Viral RNA sequences close to the 5′-end are protected against RNases by the protein shell of subviral particles.
A) HRV2 was subjected to psoralen UV crosslinking and electrophoresed on a native 0.7% agarose gel without heating (Nx) and after heating to 56°C for 10 min and incubated with micrococcal nuclease at 37°C for 20 min (Rx). RNA was identified by ethidium bromide staining and the bands were cut out. B) Aliquots of the excised bands were boiled in reducing sample buffer and the proteins were separated on a 12–20% gradient SDS-PAGE gel followed by silver staining. V, untreated HRV2 used as a control; M, markers. C) RNA was extracted from aliquots of the gel pieces and subjected to RT-PCR using primer pairs complementary to sequences at the positions indicated in the scheme at the bottom. RNA bracketed by the sequences of the respective oligonucleotide pairs was revealed by amplification followed by agarose-gel electrophoresis and staining with ethidium bromide and correlated with the bands of marker DNA run on the same gel.
Figure 9.
Schematic representation of the time-dependent conversion (with rate constant k1) of native virus to intermediate particles (that are in the process of RNA release and include ‘rod-particles’) and of such intermediates particles further to empty capsids (with rate constant k2).
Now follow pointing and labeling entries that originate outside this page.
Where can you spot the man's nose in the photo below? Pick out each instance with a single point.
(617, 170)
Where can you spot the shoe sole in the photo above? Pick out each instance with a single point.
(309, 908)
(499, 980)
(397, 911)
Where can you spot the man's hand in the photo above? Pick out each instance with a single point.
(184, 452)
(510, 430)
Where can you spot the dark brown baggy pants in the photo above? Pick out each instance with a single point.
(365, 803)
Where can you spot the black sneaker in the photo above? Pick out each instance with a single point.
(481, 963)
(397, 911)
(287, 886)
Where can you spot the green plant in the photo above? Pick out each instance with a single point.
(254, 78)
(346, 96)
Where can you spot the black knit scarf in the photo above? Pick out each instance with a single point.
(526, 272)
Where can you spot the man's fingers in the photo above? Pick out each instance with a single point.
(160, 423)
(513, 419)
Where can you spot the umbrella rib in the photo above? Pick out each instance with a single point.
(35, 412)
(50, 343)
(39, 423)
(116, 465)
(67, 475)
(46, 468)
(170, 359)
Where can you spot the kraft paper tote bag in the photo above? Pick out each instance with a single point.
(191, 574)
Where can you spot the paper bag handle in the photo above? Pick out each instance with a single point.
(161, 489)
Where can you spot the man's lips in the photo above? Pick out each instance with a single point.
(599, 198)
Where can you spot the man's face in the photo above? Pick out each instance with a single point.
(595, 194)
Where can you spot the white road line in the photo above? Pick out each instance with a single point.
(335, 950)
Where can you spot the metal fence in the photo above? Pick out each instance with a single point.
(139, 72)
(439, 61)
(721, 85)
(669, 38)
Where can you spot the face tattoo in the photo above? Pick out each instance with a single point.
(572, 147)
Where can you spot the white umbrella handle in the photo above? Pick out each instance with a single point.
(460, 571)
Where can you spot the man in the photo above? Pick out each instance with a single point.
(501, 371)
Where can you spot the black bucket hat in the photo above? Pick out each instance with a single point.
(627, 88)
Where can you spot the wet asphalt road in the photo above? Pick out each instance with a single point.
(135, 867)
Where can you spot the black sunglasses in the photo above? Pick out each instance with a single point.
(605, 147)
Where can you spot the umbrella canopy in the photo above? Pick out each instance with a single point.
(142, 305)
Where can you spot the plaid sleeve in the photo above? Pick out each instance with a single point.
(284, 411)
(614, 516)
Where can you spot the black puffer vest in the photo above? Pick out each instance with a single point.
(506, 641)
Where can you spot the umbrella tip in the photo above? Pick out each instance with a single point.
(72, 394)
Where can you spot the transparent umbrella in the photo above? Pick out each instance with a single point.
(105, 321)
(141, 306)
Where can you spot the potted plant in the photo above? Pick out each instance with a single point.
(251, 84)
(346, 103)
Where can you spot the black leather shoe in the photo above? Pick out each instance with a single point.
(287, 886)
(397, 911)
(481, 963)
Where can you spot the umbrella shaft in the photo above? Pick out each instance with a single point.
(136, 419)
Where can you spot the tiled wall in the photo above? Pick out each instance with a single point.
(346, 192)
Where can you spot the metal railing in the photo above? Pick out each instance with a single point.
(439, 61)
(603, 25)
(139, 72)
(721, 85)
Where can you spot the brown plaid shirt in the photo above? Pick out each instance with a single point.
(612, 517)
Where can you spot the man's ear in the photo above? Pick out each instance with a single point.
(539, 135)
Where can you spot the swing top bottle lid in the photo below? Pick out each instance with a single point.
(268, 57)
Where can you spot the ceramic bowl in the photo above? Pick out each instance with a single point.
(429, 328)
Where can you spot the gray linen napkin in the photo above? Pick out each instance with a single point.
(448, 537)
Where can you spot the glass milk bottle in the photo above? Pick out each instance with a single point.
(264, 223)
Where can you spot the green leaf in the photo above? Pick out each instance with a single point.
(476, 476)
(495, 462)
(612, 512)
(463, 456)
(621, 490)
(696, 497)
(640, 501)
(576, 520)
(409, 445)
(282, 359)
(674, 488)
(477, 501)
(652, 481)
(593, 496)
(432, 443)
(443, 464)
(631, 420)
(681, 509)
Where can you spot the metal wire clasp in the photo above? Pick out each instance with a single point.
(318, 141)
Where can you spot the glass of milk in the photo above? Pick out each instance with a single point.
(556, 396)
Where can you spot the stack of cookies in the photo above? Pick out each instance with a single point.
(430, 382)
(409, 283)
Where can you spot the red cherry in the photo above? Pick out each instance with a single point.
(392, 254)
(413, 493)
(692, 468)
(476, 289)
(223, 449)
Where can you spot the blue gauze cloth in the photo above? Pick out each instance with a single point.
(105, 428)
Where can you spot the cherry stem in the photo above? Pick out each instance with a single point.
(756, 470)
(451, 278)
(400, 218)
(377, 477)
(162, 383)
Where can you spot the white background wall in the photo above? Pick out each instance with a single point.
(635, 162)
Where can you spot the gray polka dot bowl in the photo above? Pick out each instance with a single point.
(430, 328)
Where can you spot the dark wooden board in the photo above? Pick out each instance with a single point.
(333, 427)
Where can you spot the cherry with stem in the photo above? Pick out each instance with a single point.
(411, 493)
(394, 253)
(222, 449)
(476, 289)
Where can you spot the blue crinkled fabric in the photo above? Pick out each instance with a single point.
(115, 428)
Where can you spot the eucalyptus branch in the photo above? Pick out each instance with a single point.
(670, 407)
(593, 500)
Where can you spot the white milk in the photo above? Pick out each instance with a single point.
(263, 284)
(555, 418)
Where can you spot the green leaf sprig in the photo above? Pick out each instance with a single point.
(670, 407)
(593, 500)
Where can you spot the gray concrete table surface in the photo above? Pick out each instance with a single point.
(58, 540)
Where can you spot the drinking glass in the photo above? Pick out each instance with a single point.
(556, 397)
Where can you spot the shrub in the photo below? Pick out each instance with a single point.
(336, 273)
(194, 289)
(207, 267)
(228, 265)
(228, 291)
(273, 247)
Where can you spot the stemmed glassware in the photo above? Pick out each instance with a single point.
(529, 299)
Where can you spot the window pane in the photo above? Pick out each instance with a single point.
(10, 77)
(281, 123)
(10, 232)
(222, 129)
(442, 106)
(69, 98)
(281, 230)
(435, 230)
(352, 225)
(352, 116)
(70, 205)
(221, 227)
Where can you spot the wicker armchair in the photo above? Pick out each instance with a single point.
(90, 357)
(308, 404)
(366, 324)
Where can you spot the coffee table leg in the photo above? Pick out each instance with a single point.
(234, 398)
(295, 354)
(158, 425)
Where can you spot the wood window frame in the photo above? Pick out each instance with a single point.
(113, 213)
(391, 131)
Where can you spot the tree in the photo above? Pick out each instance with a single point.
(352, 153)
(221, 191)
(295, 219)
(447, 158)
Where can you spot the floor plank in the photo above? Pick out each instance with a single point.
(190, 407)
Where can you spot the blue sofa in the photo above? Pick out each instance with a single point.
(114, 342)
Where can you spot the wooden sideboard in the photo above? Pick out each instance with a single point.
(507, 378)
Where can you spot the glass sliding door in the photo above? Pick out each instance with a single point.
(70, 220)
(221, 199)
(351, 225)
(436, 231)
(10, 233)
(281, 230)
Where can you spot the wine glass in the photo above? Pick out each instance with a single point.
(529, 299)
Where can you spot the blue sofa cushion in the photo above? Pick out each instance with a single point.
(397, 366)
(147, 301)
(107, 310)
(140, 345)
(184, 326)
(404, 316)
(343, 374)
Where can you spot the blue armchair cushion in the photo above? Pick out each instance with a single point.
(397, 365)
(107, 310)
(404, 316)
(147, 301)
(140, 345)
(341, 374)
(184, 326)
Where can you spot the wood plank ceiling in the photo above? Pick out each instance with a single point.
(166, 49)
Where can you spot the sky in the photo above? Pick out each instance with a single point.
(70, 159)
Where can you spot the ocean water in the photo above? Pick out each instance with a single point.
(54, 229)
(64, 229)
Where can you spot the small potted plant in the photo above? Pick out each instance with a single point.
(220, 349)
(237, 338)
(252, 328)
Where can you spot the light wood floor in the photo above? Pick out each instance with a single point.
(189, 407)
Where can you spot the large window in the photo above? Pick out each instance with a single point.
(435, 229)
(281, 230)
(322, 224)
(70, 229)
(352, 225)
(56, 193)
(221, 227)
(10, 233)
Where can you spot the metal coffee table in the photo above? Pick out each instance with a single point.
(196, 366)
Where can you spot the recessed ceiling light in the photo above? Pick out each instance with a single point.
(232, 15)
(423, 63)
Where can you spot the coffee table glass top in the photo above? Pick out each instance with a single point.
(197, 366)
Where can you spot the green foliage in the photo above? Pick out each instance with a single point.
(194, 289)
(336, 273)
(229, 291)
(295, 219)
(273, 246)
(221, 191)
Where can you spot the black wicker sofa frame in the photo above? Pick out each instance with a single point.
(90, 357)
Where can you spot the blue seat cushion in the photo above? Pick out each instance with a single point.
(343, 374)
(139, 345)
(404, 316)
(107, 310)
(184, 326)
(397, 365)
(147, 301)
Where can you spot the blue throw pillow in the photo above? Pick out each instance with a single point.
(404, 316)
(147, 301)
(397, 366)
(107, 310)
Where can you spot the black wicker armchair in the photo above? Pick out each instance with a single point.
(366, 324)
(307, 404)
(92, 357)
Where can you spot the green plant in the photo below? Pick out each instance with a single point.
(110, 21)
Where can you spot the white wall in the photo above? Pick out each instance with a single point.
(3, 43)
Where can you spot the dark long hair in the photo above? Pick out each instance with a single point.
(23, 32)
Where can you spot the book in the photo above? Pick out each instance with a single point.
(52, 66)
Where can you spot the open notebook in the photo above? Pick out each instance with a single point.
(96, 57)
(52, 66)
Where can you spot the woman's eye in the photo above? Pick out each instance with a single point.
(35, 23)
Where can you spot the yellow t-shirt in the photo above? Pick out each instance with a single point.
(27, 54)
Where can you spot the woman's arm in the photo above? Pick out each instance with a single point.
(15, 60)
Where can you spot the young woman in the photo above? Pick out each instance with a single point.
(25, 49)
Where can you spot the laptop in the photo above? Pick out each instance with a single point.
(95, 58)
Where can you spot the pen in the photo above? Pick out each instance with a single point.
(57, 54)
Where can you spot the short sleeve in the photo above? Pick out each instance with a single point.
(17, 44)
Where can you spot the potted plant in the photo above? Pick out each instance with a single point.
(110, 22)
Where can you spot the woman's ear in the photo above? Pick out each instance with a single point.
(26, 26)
Intermediates with partially-released RNA (with diffusion properties similar as native virus) and free RNA are distinguished by FCS (Fig. 1) and their relative amounts as a function of the incubation time at 56°C of native virus were determined by FCS using oligonucleotides hybridizing to sequences close to the 3′- and the 5′-end, respectively (Fig. 2). The percentage of ‘rod-particles’ (shown in Figs. 3 to 5) contributing to the RNA-release intermediates was strongly enhanced by RNA crosslinking (Fig. 3); almost no (completely) empty particles were detected by CE (Fig. 6). Like FCS (Fig. 2), CE demonstrated the presence of externalized RNA in intermediate particles (Fig. 7). By using RT-PCR, only sequences close to the 5′-end of the RNA were detected in RNase-digested uncoating intermediates (Fig. 8), indicating that the 3′-end had become accessible.